Entity types available in Mergeflow
Mergeflow detects and extracts various entities from the contents it collects. You can see the entities in tag clouds, for example. Above tag clouds, there is a toggle that lets you select the entity type you find interesting:
Currently, Mergeflow's analytics detect the following entity types in texts:
Anatomy
Anatomical parts of organisms, as defined by the NIH's Medical Subject Headings (MeSH).
Company
Names of companies, including new, never-before-seen ones. Our algorithms usually merge several legal entities of the same organization into one company name. For example, "Siemens AG", "Siemens Austria GmbH", "Siemens USA LLC" etc. would all be considered "Siemens".
Country
Names of countries mentioned in texts, not the source.
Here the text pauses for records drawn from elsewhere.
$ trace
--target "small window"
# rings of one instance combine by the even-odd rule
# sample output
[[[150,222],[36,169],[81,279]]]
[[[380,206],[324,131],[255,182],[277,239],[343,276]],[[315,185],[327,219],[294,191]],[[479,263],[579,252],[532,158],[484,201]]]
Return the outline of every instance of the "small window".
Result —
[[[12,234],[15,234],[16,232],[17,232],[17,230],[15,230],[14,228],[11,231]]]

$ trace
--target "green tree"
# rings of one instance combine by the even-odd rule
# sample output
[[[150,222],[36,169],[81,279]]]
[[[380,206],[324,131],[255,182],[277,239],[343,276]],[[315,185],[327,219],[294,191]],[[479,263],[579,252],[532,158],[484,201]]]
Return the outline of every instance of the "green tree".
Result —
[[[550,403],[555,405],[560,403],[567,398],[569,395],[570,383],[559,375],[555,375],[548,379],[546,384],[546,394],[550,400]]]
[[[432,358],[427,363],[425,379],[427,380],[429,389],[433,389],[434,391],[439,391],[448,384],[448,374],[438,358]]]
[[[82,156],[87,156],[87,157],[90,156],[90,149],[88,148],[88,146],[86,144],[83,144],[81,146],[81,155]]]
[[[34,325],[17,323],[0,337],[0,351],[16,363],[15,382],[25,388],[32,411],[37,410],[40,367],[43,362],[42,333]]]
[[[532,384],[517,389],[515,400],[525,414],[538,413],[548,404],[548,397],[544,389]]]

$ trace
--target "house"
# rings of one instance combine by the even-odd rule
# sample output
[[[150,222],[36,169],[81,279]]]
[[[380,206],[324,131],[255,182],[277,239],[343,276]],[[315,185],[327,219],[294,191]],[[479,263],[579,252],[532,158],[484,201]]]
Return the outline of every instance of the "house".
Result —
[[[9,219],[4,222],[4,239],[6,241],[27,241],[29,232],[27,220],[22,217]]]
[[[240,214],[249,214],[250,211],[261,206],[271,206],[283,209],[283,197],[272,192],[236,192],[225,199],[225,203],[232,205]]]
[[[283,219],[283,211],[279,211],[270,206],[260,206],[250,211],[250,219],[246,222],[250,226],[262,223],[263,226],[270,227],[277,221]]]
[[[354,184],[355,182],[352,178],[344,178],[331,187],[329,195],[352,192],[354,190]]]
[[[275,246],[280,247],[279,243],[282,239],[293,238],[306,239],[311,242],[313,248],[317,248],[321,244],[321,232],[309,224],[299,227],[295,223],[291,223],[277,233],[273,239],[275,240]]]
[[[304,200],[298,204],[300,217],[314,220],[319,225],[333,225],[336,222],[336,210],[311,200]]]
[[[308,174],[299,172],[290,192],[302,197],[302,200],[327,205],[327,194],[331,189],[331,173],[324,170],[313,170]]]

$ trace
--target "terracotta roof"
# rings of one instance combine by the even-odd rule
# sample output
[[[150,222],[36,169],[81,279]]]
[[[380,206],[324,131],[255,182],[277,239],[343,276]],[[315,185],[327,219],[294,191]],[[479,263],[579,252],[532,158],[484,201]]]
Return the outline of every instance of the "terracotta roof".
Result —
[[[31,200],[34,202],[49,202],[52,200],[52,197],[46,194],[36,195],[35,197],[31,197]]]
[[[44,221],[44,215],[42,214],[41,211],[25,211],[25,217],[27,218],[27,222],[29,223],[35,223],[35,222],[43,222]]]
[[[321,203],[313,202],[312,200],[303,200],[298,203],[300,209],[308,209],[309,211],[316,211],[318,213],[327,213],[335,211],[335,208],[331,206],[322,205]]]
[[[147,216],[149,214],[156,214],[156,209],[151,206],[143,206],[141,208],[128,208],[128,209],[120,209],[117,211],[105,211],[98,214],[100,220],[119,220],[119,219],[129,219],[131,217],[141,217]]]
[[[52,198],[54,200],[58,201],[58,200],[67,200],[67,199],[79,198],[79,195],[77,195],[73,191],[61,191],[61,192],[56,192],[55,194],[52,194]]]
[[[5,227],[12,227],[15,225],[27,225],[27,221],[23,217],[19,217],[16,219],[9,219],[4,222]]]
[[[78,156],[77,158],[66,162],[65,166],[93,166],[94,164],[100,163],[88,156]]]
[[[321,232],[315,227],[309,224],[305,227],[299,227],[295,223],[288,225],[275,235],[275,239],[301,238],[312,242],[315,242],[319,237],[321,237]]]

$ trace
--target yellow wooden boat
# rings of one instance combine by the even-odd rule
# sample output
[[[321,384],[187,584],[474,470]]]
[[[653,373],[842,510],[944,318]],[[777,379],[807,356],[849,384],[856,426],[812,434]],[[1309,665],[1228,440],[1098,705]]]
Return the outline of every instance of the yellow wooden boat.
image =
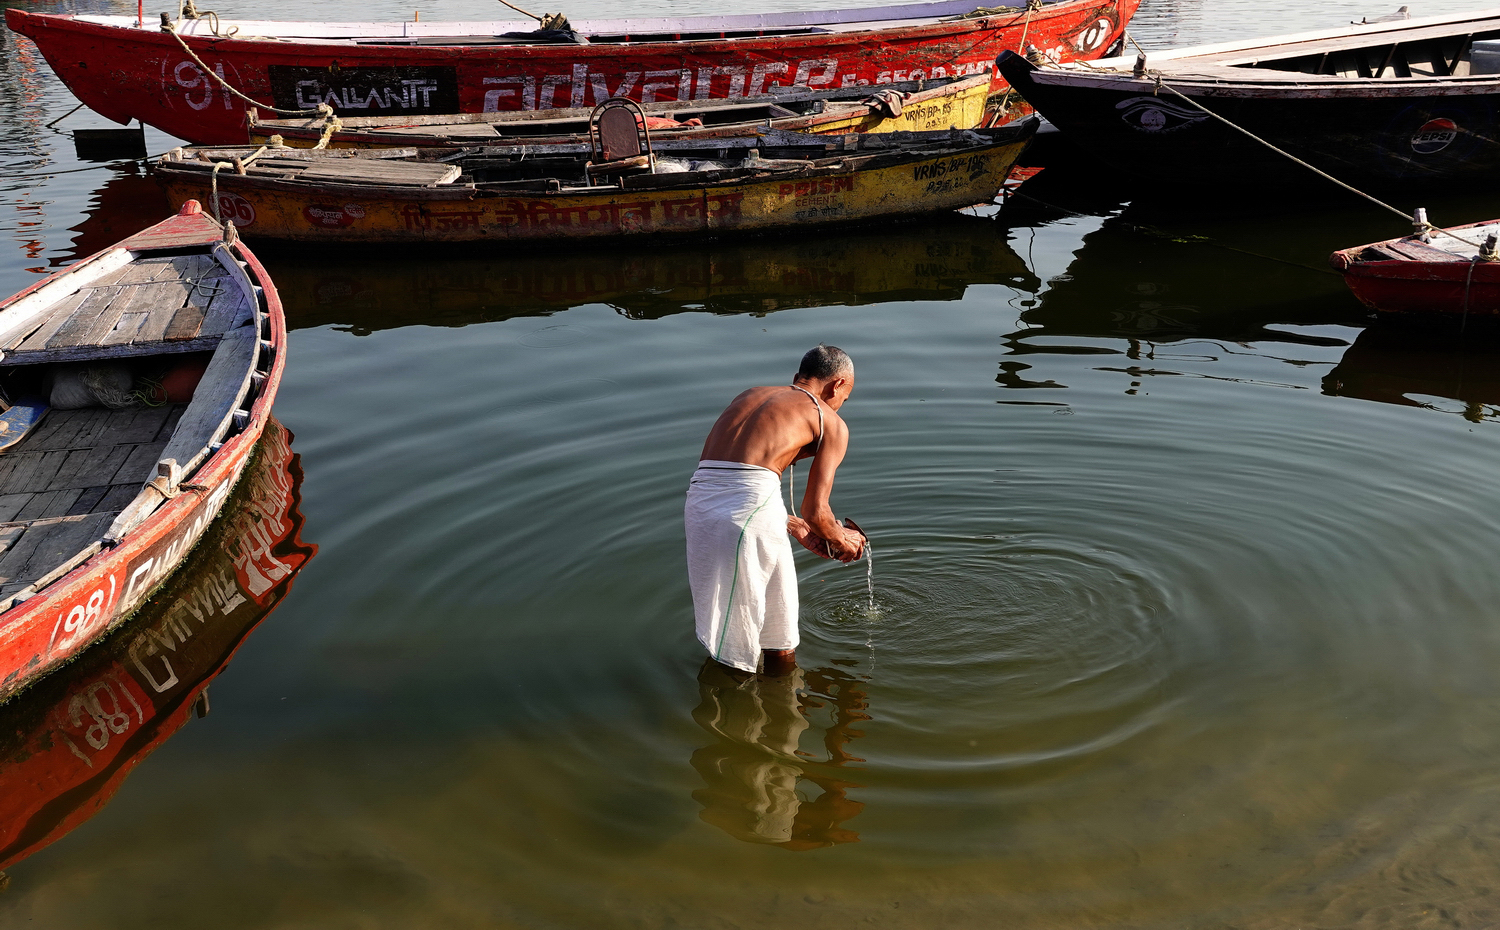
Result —
[[[782,90],[753,98],[648,103],[641,109],[652,134],[661,139],[712,139],[762,128],[818,134],[973,129],[985,120],[990,79],[984,74],[880,87]],[[280,136],[283,144],[295,148],[320,144],[328,148],[463,148],[586,142],[591,112],[355,116],[340,117],[330,126],[323,117],[262,119],[251,109],[246,121],[254,145],[271,143],[272,137]]]
[[[1038,122],[844,136],[771,130],[661,142],[650,154],[603,165],[579,145],[425,155],[178,149],[151,170],[174,203],[202,198],[247,237],[455,243],[725,235],[991,202]]]

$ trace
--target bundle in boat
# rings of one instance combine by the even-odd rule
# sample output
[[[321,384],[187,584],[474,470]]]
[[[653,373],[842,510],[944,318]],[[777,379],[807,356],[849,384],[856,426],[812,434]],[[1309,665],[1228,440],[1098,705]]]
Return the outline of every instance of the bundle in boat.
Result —
[[[285,333],[196,202],[0,303],[0,700],[187,555],[269,417]]]
[[[989,203],[1037,125],[843,136],[765,130],[682,141],[643,129],[634,144],[616,138],[436,155],[199,149],[170,153],[151,170],[174,203],[210,198],[217,185],[217,209],[246,236],[412,243],[729,235]],[[236,170],[215,171],[236,158]]]

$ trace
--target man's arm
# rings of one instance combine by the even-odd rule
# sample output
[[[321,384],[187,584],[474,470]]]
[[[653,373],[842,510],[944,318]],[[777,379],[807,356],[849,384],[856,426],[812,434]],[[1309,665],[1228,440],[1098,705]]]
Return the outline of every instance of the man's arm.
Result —
[[[834,558],[850,562],[864,551],[864,540],[839,525],[828,503],[833,493],[833,476],[849,451],[849,427],[842,417],[831,416],[823,434],[823,444],[808,469],[807,488],[802,493],[802,519],[812,531],[828,540]]]

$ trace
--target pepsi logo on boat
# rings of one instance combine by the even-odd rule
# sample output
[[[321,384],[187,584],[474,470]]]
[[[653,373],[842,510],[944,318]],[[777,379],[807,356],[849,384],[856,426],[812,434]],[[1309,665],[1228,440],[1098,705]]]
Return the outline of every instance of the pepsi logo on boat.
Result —
[[[1451,119],[1433,119],[1423,123],[1411,137],[1411,150],[1418,155],[1441,152],[1458,138],[1458,124]]]

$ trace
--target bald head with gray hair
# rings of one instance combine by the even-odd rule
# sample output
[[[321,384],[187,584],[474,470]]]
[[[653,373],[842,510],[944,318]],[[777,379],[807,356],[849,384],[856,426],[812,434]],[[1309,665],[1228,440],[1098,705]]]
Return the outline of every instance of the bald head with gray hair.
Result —
[[[849,357],[848,352],[838,346],[818,343],[802,356],[802,367],[797,369],[797,377],[826,381],[829,378],[837,378],[853,372],[854,359]]]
For example, if a source from Japan mentions "Switzerland" in an article, the country would be "Switzerland", not "Japan".
Disease
Diseases as defined by the 10th revision of the International Classification of Diseases, ICD-10.
Emerging Technology
Mergeflow has semantic models for more than 200 emerging or potentially disruptive technologies, from across various industries, including aerospace, agriculture, computing, energy, manufacturing, materials, medical, and transportation.
Event
Events in Mergeflow are trade fairs and conferences.
Investor
This includes mostly venture capital investors.
Location
Locations are mostly cities. As with countries, what is tagged is what is mentioned in a source, not the location of the source itself.
Material
Materials are chemical molecules. In order to determine whether or not something is a chemical molecule, we use the PubChem database as reference. If the term under consideration can be found in PubChem, we consider it a molecule.
Organism
For our definition of "organism", we use MeSH categories as reference.
Organization
Organizations in Mergeflow are mostly universities and R&D institutions. If an organization is recognizable as a company, it is tagged as "company", not as "organization".
Patent Class
Mergeflow uses the CPC classification system, down to the "subclass" hierarchy level (e.g. "A61B" or "C01D"). Mergeflow's algorithms assign patent classes to all non-patent documents that it collects. For patent documents, we use the patent class labels provided by the European Patent Office's DOCDB data set.
Person
Mergeflow detects names of people, including names it has never seen before.